In fact, this is something that has already been corroborated by different international researchers on the educational scene, such as Anna V. Fisher, Karrie E. Godwin and Howard Seltman, from Carnegie Mellon University in Pittsburgh, Pennsylvania. These researchers observed that the saturation of visual elements on the walls has a direct impact on the ability to remain attentive to the lessons and the teachers’ directives, thereby making it difficult for the students to keep the content.
If a classroom is overly decorated, children will be more likely to distract their attention from what is truly important, so it would be good if we reflect on this issue and try to minimize classroom decorations. Remember that children spend many hours in class, therefore they have enough time to look at the walls and everything around them during these hours, and to stay longer doing it if there is much to observe than the opposite.
How this may affect the use of technologies in the classroom
It is not that using visual resources to support a class is detrimental , but rather about optimizing those resources and not overloading them with content that at the moment of truth will contribute little to the final set of what should be taught. In this sense, it is true that the use of technology in the classroom brings a lot more claims to the students, but if these resources are properly prepared to be able to set the content of a class or lesson, nothing will happen because the kids stay tuned. That is to say, that the resources and the decorative and visual strategies should always be a direct support to what is going to be treated in question.

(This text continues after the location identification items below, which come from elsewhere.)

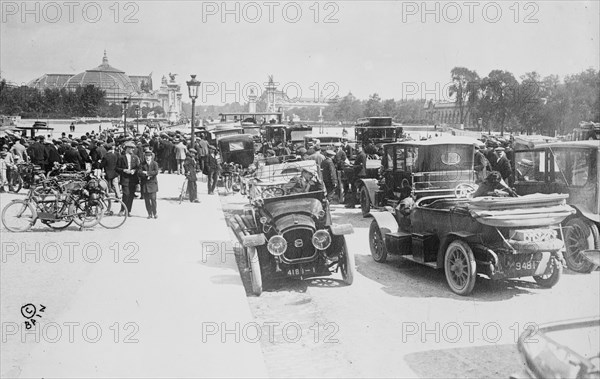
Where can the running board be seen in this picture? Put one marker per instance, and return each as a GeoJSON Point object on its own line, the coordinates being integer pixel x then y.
{"type": "Point", "coordinates": [410, 258]}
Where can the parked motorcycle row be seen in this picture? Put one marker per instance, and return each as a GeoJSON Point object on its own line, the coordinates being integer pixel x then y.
{"type": "Point", "coordinates": [63, 198]}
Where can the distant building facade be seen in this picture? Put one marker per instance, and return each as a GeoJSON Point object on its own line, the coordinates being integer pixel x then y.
{"type": "Point", "coordinates": [448, 113]}
{"type": "Point", "coordinates": [117, 85]}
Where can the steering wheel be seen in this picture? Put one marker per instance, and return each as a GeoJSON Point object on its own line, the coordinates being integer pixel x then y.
{"type": "Point", "coordinates": [270, 192]}
{"type": "Point", "coordinates": [464, 190]}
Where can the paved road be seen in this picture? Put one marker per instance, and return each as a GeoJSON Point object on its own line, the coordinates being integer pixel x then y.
{"type": "Point", "coordinates": [399, 319]}
{"type": "Point", "coordinates": [150, 299]}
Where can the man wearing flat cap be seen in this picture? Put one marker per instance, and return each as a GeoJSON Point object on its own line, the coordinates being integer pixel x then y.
{"type": "Point", "coordinates": [109, 164]}
{"type": "Point", "coordinates": [212, 170]}
{"type": "Point", "coordinates": [189, 166]}
{"type": "Point", "coordinates": [72, 156]}
{"type": "Point", "coordinates": [305, 182]}
{"type": "Point", "coordinates": [329, 174]}
{"type": "Point", "coordinates": [502, 164]}
{"type": "Point", "coordinates": [127, 167]}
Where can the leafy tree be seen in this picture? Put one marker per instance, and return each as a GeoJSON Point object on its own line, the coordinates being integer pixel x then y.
{"type": "Point", "coordinates": [465, 88]}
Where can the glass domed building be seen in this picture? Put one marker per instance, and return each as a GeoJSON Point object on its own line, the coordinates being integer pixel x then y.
{"type": "Point", "coordinates": [112, 80]}
{"type": "Point", "coordinates": [117, 85]}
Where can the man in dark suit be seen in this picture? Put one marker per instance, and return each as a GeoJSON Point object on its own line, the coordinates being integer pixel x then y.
{"type": "Point", "coordinates": [127, 167]}
{"type": "Point", "coordinates": [502, 164]}
{"type": "Point", "coordinates": [37, 153]}
{"type": "Point", "coordinates": [109, 164]}
{"type": "Point", "coordinates": [52, 155]}
{"type": "Point", "coordinates": [213, 169]}
{"type": "Point", "coordinates": [359, 172]}
{"type": "Point", "coordinates": [72, 156]}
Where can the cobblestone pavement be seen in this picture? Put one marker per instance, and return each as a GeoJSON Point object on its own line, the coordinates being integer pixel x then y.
{"type": "Point", "coordinates": [399, 319]}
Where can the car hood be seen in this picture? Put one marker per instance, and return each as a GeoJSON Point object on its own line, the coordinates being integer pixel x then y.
{"type": "Point", "coordinates": [300, 206]}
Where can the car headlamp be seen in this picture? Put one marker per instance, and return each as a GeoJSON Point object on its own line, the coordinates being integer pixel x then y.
{"type": "Point", "coordinates": [321, 239]}
{"type": "Point", "coordinates": [277, 245]}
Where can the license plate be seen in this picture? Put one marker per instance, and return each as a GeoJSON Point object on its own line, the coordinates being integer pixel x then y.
{"type": "Point", "coordinates": [526, 266]}
{"type": "Point", "coordinates": [299, 271]}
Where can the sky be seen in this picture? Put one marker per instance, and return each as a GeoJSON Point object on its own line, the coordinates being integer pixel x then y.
{"type": "Point", "coordinates": [398, 49]}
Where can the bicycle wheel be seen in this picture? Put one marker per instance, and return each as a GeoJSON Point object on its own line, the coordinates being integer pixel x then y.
{"type": "Point", "coordinates": [56, 207]}
{"type": "Point", "coordinates": [18, 216]}
{"type": "Point", "coordinates": [114, 213]}
{"type": "Point", "coordinates": [86, 214]}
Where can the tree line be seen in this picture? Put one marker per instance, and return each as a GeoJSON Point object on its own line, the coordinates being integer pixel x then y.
{"type": "Point", "coordinates": [87, 101]}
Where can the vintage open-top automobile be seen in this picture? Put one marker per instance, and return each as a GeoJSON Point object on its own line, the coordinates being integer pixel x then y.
{"type": "Point", "coordinates": [419, 168]}
{"type": "Point", "coordinates": [500, 237]}
{"type": "Point", "coordinates": [571, 168]}
{"type": "Point", "coordinates": [287, 234]}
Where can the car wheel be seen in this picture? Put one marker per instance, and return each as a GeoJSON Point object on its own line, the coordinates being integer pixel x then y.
{"type": "Point", "coordinates": [549, 280]}
{"type": "Point", "coordinates": [365, 202]}
{"type": "Point", "coordinates": [580, 235]}
{"type": "Point", "coordinates": [255, 275]}
{"type": "Point", "coordinates": [347, 264]}
{"type": "Point", "coordinates": [460, 267]}
{"type": "Point", "coordinates": [376, 243]}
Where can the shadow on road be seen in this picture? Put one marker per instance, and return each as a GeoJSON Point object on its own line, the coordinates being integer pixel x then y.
{"type": "Point", "coordinates": [494, 361]}
{"type": "Point", "coordinates": [404, 278]}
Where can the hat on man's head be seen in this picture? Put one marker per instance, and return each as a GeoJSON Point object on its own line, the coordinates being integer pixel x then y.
{"type": "Point", "coordinates": [307, 170]}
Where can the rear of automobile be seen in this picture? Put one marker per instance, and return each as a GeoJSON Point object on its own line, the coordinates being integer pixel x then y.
{"type": "Point", "coordinates": [569, 349]}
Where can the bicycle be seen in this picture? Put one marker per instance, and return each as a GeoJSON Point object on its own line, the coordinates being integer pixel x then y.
{"type": "Point", "coordinates": [56, 205]}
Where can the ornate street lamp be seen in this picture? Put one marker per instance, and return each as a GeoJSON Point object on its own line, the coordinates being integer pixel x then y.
{"type": "Point", "coordinates": [125, 102]}
{"type": "Point", "coordinates": [193, 85]}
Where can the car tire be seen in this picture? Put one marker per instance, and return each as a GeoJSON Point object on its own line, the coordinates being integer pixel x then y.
{"type": "Point", "coordinates": [347, 264]}
{"type": "Point", "coordinates": [580, 234]}
{"type": "Point", "coordinates": [460, 268]}
{"type": "Point", "coordinates": [365, 202]}
{"type": "Point", "coordinates": [549, 281]}
{"type": "Point", "coordinates": [255, 274]}
{"type": "Point", "coordinates": [376, 243]}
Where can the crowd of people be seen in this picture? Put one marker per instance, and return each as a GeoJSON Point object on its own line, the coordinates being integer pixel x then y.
{"type": "Point", "coordinates": [129, 164]}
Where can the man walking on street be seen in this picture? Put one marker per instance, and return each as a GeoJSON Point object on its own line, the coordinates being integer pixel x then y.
{"type": "Point", "coordinates": [329, 175]}
{"type": "Point", "coordinates": [213, 169]}
{"type": "Point", "coordinates": [190, 172]}
{"type": "Point", "coordinates": [127, 168]}
{"type": "Point", "coordinates": [359, 172]}
{"type": "Point", "coordinates": [180, 153]}
{"type": "Point", "coordinates": [109, 164]}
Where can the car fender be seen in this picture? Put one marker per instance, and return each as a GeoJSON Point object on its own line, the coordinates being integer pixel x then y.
{"type": "Point", "coordinates": [386, 222]}
{"type": "Point", "coordinates": [372, 186]}
{"type": "Point", "coordinates": [446, 239]}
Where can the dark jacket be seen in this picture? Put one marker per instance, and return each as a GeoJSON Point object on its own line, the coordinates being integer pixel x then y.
{"type": "Point", "coordinates": [148, 181]}
{"type": "Point", "coordinates": [329, 173]}
{"type": "Point", "coordinates": [109, 164]}
{"type": "Point", "coordinates": [128, 179]}
{"type": "Point", "coordinates": [37, 153]}
{"type": "Point", "coordinates": [503, 167]}
{"type": "Point", "coordinates": [72, 156]}
{"type": "Point", "coordinates": [360, 165]}
{"type": "Point", "coordinates": [53, 156]}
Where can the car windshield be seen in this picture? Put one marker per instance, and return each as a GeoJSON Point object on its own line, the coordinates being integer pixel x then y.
{"type": "Point", "coordinates": [572, 166]}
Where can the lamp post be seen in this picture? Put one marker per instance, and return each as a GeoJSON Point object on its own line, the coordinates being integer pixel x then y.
{"type": "Point", "coordinates": [125, 102]}
{"type": "Point", "coordinates": [193, 85]}
{"type": "Point", "coordinates": [138, 114]}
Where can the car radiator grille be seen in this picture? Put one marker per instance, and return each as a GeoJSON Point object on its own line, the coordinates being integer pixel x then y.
{"type": "Point", "coordinates": [299, 244]}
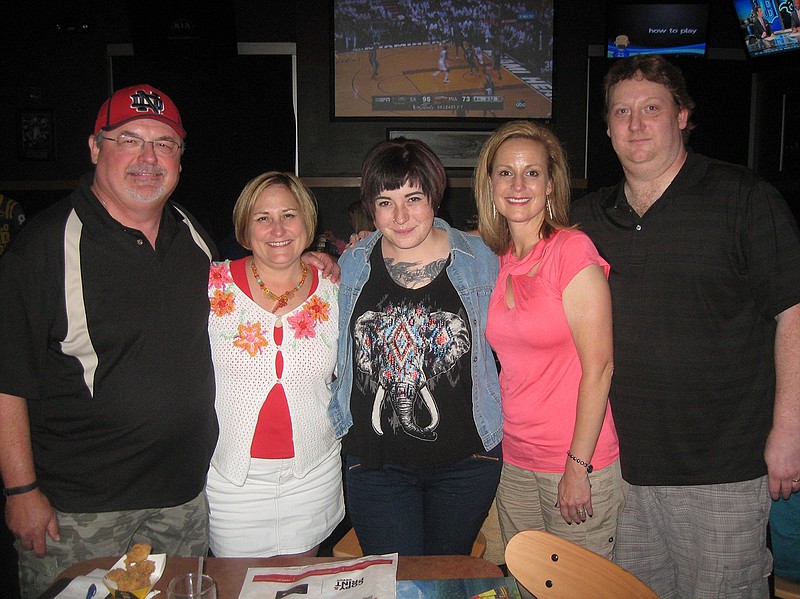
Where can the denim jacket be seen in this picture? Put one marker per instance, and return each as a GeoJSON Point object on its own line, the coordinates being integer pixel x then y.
{"type": "Point", "coordinates": [473, 272]}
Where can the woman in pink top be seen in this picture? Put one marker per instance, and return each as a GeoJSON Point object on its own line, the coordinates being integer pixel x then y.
{"type": "Point", "coordinates": [550, 326]}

There is still a lot to research on this topic and a lot to know about how visual environments affect children’s attention and learning , but the advances are clarifying. In the study by researchers from the University of Pittsburgh, a total of 24 students were tested, testing a series of lessons in a highly decorated classroom and the same number later in an undecorated classroom. The results of this study showed that students seemed to have been left with more content in classrooms that were poorly decorated. It is not known, however, if in the practice of less decorated classrooms the children with less attention capacity would seek other claims, such as talking with their classmates.

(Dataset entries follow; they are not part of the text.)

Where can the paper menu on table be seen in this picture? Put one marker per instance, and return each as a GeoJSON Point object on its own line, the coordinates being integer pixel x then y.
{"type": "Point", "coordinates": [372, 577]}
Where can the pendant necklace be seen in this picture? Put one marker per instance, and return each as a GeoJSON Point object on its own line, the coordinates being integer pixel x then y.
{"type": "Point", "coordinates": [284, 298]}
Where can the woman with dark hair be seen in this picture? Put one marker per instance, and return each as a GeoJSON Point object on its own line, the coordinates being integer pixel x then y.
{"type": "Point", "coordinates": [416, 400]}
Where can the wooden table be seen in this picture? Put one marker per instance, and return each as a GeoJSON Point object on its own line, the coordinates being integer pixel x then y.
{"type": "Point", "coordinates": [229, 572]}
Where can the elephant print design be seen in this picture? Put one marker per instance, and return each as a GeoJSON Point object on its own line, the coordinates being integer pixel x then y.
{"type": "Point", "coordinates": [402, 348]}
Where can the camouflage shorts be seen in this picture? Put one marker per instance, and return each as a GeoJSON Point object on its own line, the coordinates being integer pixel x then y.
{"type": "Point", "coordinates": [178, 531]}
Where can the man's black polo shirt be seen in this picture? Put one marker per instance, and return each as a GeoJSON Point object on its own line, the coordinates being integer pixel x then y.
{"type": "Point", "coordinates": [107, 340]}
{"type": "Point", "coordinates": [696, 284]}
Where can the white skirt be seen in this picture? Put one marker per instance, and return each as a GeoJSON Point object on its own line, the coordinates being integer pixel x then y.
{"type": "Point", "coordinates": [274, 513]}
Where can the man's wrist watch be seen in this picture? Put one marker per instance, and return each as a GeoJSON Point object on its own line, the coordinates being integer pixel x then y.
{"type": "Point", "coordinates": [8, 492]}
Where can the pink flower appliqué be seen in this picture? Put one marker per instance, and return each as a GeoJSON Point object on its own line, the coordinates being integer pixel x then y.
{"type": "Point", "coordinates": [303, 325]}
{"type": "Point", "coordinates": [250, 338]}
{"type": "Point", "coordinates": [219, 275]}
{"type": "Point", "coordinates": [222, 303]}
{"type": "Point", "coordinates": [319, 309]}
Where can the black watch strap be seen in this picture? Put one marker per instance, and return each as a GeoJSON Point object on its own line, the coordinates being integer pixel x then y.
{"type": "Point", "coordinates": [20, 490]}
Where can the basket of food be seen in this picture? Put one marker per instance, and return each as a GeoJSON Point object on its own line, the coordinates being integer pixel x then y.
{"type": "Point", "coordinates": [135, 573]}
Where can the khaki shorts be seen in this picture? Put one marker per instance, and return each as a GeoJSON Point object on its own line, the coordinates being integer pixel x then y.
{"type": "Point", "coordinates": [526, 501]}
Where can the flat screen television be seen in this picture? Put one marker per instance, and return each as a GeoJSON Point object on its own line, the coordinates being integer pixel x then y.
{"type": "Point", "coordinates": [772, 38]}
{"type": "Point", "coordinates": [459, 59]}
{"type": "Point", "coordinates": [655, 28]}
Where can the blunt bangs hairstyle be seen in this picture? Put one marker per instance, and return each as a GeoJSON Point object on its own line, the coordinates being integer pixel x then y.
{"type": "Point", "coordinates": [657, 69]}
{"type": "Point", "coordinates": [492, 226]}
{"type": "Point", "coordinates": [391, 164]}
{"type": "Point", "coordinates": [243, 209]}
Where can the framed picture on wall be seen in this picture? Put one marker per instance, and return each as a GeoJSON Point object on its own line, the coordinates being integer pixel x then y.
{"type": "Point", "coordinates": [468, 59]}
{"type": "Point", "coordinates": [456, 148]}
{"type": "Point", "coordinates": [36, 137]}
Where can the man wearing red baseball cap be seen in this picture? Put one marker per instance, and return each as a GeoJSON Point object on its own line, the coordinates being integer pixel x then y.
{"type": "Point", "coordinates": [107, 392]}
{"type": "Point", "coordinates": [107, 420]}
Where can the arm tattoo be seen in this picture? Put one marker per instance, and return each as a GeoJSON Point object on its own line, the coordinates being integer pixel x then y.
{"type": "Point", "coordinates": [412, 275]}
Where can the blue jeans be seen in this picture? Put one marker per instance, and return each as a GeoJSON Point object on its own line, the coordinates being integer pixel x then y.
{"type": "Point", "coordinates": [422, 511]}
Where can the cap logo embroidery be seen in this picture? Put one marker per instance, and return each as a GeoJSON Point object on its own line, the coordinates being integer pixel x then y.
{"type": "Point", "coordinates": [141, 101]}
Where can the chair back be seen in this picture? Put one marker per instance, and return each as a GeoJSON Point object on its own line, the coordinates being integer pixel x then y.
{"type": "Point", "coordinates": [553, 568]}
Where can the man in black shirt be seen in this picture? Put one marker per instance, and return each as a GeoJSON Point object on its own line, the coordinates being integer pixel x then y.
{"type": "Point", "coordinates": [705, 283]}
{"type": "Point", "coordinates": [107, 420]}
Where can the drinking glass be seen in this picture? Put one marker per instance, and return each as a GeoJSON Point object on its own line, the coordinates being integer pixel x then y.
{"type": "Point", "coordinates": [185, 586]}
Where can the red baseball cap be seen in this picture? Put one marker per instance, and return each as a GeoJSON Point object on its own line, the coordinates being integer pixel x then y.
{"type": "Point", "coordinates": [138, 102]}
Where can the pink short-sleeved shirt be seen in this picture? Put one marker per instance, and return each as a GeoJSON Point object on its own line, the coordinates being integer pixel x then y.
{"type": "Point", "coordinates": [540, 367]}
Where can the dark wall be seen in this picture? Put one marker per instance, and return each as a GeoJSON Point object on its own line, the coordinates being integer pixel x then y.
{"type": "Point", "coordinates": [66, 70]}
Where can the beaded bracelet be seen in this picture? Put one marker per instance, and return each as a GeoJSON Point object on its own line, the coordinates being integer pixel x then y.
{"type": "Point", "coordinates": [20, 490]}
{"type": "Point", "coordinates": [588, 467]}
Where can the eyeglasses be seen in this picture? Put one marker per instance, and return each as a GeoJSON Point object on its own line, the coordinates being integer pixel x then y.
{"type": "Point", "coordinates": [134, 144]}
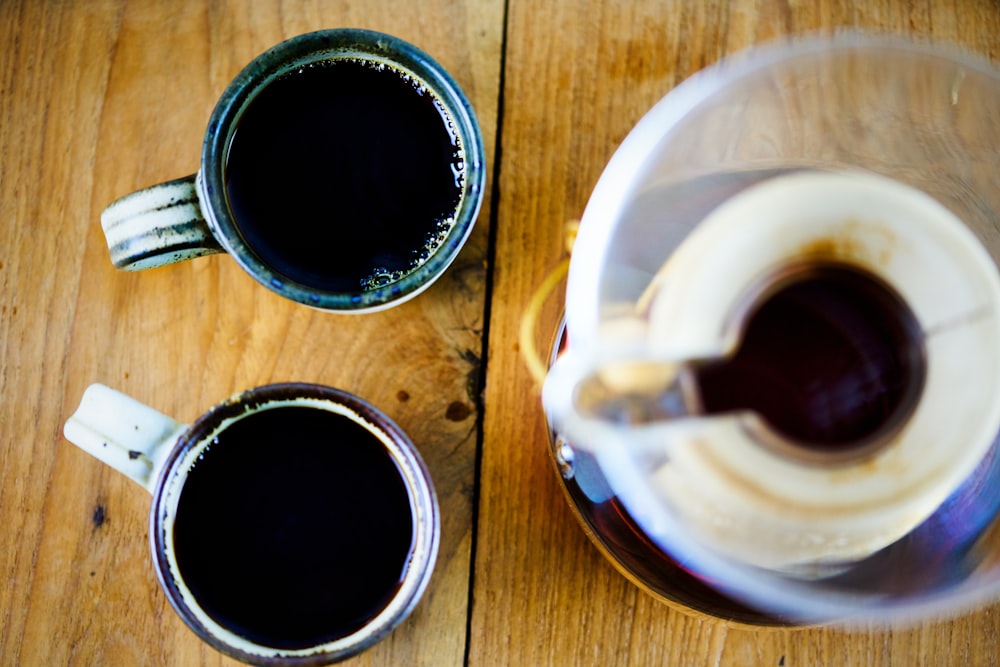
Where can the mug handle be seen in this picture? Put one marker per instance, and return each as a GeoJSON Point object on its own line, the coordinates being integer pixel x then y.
{"type": "Point", "coordinates": [123, 433]}
{"type": "Point", "coordinates": [159, 225]}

Regarding the time that children spent away from homework in both types of classrooms, the rate of behavior away from homework was higher in the decorated classroom (38.6% of time spent away from homework) than in the poorly decorated classroom. (28.4% of time spent away from homework).
So the researchers hope that these findings will lead to new and more studies on the development of guidelines , which will really help teachers to design classrooms in a much more optimal way. Effective learning is at stake.
He believed that children should prepare for life, starting from their real attention, eg when we are adults and we need to concentrate, even though there are cars, noise and images around us we try to find a point of attention, my experience as a teacher has aimed at creating magical spaces full of images where the child has tools to imagine, create and abstract without losing their concentration field, it is a wonderful and impressive challenge, when I tried a classroom without images, I noticed that children show little creative capacity and most of the time they only concentrate with similar spaces and it is difficult for them to concentrate when they have scenarios where there are more distractions.